Hij is 64. Zijn lichaam heeft meer doorstaan dan goed is. Hoe oud hij zal worden? Geen idee. Hij zal nooit meer kunnen lopen zoals vroeger, maar misschien, hopelijk, wel beter dan nu. Een ding weet hij zeker: hij wil hier weg.

“Ja, de begeleiding is lief. En bij Auke staat de koffie altijd klaar.”

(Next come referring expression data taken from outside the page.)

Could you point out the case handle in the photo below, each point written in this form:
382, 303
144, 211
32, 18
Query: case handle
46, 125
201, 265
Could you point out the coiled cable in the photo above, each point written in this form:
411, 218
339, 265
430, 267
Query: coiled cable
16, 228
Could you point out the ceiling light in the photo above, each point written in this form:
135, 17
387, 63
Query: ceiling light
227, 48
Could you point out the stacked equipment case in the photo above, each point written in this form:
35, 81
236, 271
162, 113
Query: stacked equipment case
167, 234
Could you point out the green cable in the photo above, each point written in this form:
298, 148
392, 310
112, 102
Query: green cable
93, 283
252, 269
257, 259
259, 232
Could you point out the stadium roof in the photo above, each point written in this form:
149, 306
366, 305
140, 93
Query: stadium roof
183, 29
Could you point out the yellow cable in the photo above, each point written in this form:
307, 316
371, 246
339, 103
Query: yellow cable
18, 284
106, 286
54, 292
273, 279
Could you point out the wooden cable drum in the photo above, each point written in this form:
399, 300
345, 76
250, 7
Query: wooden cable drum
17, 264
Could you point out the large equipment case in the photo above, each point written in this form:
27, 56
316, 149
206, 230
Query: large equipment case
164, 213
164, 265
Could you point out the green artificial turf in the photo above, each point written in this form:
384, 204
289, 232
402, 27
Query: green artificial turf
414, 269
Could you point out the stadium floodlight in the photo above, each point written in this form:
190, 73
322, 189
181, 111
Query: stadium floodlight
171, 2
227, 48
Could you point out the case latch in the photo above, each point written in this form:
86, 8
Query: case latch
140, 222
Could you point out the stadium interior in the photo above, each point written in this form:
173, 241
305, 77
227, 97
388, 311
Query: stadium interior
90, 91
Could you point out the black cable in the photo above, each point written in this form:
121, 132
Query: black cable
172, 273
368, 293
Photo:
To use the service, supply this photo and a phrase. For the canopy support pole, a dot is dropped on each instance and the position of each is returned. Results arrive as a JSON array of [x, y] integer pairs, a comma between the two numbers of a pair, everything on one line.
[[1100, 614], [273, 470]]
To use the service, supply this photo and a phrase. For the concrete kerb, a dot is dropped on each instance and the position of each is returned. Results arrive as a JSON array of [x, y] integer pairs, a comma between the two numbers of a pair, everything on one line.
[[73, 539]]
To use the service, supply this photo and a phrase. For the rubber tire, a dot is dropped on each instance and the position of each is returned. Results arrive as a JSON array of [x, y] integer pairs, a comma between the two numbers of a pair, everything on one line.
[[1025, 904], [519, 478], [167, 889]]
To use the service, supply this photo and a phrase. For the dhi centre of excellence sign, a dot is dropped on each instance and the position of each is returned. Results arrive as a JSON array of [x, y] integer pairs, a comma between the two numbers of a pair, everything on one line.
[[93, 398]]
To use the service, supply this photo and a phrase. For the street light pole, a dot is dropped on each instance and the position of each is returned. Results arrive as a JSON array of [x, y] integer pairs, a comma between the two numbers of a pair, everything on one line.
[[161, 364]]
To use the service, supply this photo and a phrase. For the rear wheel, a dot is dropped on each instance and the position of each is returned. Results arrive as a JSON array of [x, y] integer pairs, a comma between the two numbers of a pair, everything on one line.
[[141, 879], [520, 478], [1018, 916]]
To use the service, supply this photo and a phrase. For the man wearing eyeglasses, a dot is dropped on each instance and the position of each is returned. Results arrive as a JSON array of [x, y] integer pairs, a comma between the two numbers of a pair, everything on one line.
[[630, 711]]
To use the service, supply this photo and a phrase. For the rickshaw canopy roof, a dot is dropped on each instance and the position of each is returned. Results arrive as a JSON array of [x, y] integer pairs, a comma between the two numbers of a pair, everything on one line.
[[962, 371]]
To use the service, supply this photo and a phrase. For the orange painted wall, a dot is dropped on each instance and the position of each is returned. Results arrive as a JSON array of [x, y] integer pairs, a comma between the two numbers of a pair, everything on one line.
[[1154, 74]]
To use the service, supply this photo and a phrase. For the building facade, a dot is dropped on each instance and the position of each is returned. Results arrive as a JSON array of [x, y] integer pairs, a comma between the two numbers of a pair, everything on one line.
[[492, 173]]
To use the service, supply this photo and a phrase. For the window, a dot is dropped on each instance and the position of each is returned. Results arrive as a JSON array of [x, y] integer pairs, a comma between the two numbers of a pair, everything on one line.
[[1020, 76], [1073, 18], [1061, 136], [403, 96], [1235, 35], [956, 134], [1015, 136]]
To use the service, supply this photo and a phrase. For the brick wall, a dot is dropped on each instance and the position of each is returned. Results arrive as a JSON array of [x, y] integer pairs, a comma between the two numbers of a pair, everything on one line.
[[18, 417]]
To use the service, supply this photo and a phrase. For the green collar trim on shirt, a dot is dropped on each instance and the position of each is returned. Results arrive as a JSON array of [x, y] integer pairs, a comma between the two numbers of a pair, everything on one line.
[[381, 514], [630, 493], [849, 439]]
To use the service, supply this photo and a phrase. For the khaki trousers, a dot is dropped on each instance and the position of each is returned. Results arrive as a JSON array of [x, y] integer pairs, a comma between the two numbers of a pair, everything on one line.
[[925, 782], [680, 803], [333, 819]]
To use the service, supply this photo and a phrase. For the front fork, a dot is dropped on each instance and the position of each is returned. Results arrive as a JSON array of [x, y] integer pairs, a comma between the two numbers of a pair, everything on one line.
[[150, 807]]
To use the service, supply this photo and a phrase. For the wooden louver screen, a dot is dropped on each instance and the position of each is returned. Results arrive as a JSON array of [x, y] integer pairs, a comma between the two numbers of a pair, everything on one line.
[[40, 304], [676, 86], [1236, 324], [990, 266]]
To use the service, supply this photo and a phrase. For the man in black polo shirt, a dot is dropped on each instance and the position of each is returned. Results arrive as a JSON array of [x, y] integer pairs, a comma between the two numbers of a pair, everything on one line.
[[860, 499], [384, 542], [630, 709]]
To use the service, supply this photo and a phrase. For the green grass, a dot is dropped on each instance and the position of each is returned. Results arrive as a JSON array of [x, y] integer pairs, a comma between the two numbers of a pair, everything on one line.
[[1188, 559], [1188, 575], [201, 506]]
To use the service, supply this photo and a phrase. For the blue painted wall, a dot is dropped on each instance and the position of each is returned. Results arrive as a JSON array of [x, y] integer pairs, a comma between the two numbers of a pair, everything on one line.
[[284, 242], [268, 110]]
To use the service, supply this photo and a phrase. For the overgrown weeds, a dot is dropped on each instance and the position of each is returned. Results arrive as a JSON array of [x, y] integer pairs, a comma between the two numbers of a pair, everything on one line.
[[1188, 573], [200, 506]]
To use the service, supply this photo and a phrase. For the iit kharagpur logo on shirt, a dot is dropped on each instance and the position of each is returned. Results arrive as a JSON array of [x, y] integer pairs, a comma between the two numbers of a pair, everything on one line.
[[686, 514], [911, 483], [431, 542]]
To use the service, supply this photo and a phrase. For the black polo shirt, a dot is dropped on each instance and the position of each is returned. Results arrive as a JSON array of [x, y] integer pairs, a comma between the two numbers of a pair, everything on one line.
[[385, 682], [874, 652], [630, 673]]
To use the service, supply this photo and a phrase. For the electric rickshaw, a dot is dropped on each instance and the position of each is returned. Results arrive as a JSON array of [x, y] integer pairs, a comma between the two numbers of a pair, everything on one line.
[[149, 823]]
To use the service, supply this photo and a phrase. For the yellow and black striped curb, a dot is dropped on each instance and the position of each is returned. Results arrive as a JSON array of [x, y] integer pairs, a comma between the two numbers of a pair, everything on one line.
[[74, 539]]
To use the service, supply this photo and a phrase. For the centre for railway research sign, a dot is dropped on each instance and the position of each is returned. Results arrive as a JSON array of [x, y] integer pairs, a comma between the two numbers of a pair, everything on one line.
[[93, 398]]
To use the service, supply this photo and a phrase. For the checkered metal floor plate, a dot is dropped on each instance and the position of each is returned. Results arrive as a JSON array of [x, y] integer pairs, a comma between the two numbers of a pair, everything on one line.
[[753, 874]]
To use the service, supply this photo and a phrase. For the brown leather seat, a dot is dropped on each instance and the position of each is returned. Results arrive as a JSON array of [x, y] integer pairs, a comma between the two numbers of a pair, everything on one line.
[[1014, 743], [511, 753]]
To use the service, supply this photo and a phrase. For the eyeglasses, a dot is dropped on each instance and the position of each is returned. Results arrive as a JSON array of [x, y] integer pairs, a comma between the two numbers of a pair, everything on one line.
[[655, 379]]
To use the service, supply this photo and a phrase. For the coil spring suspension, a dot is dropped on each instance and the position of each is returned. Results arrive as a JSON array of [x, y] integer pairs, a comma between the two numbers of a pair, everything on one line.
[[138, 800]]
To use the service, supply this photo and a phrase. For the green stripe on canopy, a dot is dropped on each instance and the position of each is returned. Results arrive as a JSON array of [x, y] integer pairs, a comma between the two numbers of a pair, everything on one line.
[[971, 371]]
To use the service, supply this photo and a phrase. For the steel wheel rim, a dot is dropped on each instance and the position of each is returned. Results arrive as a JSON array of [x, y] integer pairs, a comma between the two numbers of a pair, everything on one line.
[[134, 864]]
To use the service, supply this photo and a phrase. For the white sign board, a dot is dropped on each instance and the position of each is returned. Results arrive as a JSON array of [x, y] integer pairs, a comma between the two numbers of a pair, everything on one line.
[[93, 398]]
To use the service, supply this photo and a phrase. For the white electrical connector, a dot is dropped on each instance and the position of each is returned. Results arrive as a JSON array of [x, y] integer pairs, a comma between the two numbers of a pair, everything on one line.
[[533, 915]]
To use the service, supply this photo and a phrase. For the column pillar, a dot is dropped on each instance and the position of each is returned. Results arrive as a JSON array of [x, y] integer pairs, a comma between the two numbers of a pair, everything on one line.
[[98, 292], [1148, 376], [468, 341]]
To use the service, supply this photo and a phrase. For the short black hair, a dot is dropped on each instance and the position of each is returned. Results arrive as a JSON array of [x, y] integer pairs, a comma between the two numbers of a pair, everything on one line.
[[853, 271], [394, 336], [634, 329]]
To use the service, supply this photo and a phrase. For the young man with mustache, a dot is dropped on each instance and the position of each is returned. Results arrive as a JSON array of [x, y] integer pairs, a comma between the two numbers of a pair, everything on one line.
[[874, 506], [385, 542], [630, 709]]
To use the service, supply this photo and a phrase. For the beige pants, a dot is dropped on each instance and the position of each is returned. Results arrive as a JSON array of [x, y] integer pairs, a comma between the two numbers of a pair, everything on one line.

Wat hij wil, is simpel. Een huisje. Een eigen plek, waar hij mensen kan ontvangen. Niet in het Oude Noorden. Daar hoeft hij niet meer terug. “Als ik daar weer rondloop, kom ik oude vrienden tegen en dan gaat het geheid mis. Zo goed ken ik mezelf.” Schiebroek dan maar. Dichtbij genoeg én aan de goede kant van de Maas. Hopelijk, als het meezit, is hij met de tijd ook weer herenigd met zijn dochter en kleinkinderen. En als hij dan toch hardop mag dromen, dan ook graag een liefje erbij.